SPAMming Labels: Efficient Annotations for the Trackers of Tomorrow
Orcun Cetintas, Tim Meinhardt, Guillem Brasó, Laura Leal-Taixé
TL;DR
The paper tackles the high cost of annotating long, multi-object tracking sequences by introducing SPAM, a video label engine that fuses synthetic pre-training on MOTSynth, pseudo-labeling on real data, and active learning guided by a graph-hierarchy model to label detections and associations with minimal human input. A detection-first, graph-based labeling framework leverages temporal dependencies to propagate decisions across time, while an uncertainty-driven annotator intervention focuses only on the hardest cases. Empirical results show SPAM can reach near-ground-truth tracking performance using as little as 3.3% of manual annotations on MOT17 (and low budgets on MOT20 and DanceTrack) and that retraining trackers with SPAM-generated pseudo-labels yields substantial gains without manual labeling. Overall, SPAM demonstrates that synthetic pretraining, self-training with pseudo-labels, and hierarchical graph reasoning can dramatically reduce labeling costs and scale up tracking datasets for data-hungry trackers, with open-source models and code provided.
Abstract
Increasing the annotation efficiency of trajectory annotations from videos has the potential to enable the next generation of data-hungry tracking algorithms to thrive on large-scale datasets.

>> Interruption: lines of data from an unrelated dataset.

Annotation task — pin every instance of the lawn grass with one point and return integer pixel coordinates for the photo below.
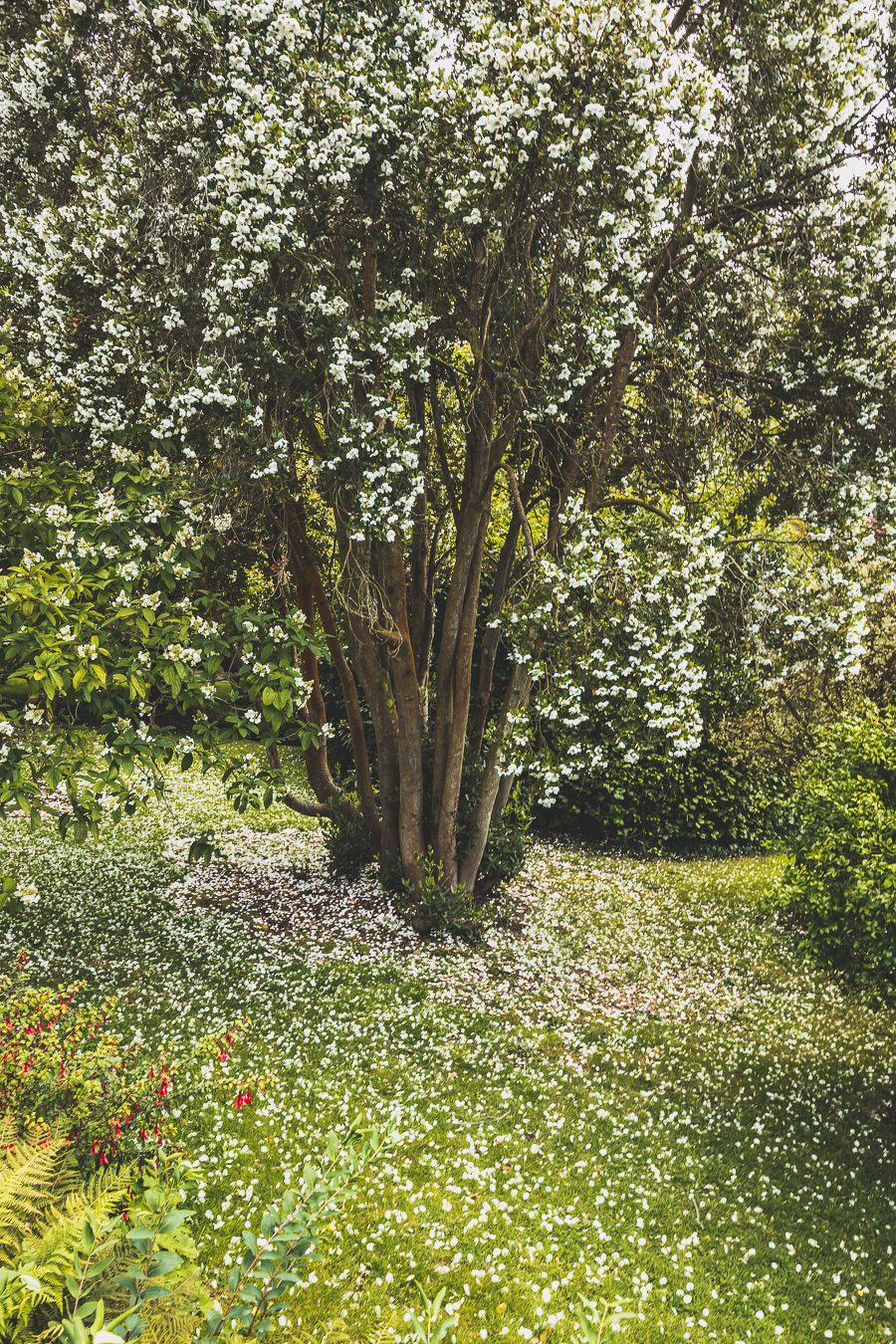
(631, 1089)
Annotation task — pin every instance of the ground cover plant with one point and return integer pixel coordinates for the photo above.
(631, 1087)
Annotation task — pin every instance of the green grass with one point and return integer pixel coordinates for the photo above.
(641, 1094)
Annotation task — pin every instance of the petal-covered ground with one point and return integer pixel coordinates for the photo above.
(631, 1089)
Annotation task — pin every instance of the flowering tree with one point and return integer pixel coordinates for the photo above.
(501, 320)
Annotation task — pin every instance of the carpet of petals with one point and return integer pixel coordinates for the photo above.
(631, 1087)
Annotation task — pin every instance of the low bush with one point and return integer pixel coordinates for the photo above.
(838, 887)
(65, 1068)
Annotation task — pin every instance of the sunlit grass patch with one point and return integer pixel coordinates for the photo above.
(642, 1091)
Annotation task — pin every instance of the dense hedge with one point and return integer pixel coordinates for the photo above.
(715, 799)
(838, 889)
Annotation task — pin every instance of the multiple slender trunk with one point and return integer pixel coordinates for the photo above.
(430, 683)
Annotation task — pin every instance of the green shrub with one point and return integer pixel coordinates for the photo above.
(840, 884)
(716, 798)
(348, 848)
(64, 1067)
(103, 1259)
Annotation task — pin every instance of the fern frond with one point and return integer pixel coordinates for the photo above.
(29, 1174)
(172, 1320)
(47, 1247)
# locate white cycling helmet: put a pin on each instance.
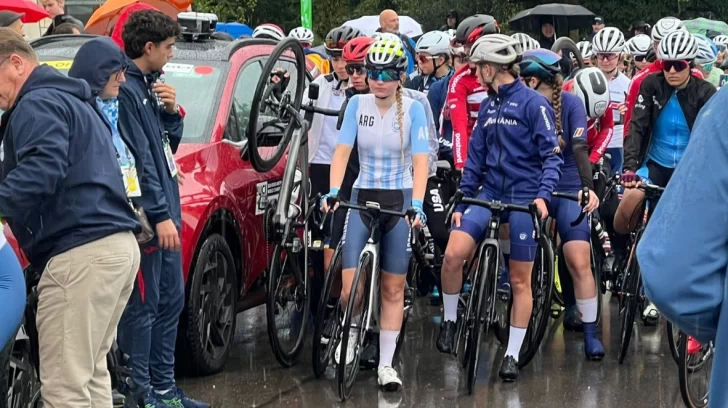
(585, 48)
(302, 34)
(387, 54)
(527, 42)
(386, 37)
(592, 87)
(434, 43)
(270, 31)
(678, 45)
(608, 40)
(639, 45)
(707, 52)
(496, 49)
(721, 41)
(665, 26)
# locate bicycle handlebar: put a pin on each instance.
(575, 197)
(498, 207)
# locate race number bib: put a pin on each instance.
(170, 158)
(131, 181)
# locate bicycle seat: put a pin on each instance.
(443, 165)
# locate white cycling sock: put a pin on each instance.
(387, 346)
(588, 309)
(505, 245)
(515, 341)
(450, 304)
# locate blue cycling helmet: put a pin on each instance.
(707, 50)
(542, 64)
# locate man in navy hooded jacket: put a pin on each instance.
(148, 111)
(63, 195)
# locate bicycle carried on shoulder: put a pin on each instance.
(287, 226)
(479, 314)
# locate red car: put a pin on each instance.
(224, 251)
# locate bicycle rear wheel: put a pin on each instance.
(269, 134)
(287, 305)
(628, 303)
(346, 373)
(695, 372)
(327, 329)
(542, 281)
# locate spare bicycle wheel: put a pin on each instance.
(270, 125)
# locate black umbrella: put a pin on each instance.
(564, 17)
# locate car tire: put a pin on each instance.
(213, 257)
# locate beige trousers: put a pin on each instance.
(82, 294)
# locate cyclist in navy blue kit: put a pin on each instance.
(540, 71)
(391, 132)
(514, 156)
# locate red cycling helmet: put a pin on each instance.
(356, 49)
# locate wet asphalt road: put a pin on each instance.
(559, 376)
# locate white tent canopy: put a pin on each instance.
(368, 25)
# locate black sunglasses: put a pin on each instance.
(358, 69)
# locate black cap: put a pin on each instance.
(9, 17)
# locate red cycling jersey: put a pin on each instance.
(634, 89)
(464, 95)
(597, 137)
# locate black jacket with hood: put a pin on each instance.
(654, 94)
(143, 118)
(61, 186)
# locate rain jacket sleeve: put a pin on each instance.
(544, 136)
(475, 167)
(42, 156)
(173, 125)
(153, 199)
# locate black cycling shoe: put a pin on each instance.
(447, 337)
(509, 369)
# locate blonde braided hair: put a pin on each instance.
(400, 119)
(556, 98)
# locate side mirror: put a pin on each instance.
(313, 91)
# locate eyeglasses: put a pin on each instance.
(422, 58)
(607, 56)
(678, 66)
(121, 73)
(334, 45)
(358, 69)
(384, 75)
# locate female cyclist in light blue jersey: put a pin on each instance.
(391, 133)
(12, 294)
(540, 71)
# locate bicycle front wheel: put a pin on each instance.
(628, 303)
(542, 281)
(269, 130)
(287, 305)
(485, 308)
(327, 329)
(696, 367)
(346, 372)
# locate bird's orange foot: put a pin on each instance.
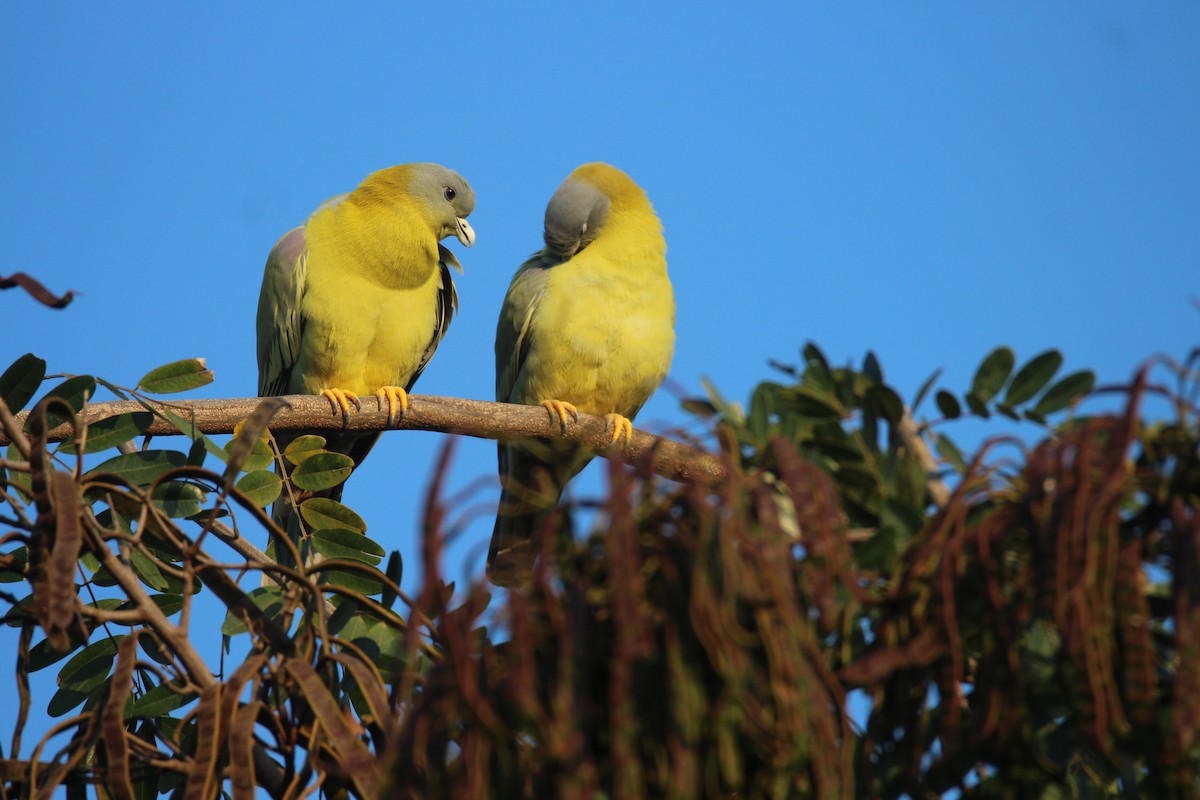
(621, 426)
(395, 397)
(340, 402)
(563, 411)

Despite the importance of this task, there are currently very few works exploring how to efficiently label tracking datasets comprehensively. In this work, we introduce SPAM, a video label engine that provides high-quality labels with minimal human intervention. SPAM is built around two key insights: i) most tracking scenarios can be easily resolved. To take advantage of this, we utilize a pre-trained model to generate high-quality pseudo-labels, reserving human involvement for a smaller subset of more difficult instances; ii) handling the spatiotemporal dependencies of track annotations across time can be elegantly and efficiently formulated through graphs. Therefore, we use a unified graph formulation to address the annotation of both detections and identity association for tracks across time. Based on these insights, SPAM produces high-quality annotations with a fraction of ground truth labeling cost. We demonstrate that trackers trained on SPAM labels achieve comparable performance to those trained on human annotations while requiring only $3-20\%$ of the human labeling effort. Hence, SPAM paves the way towards highly efficient labeling of large-scale tracking datasets. We release all models and code.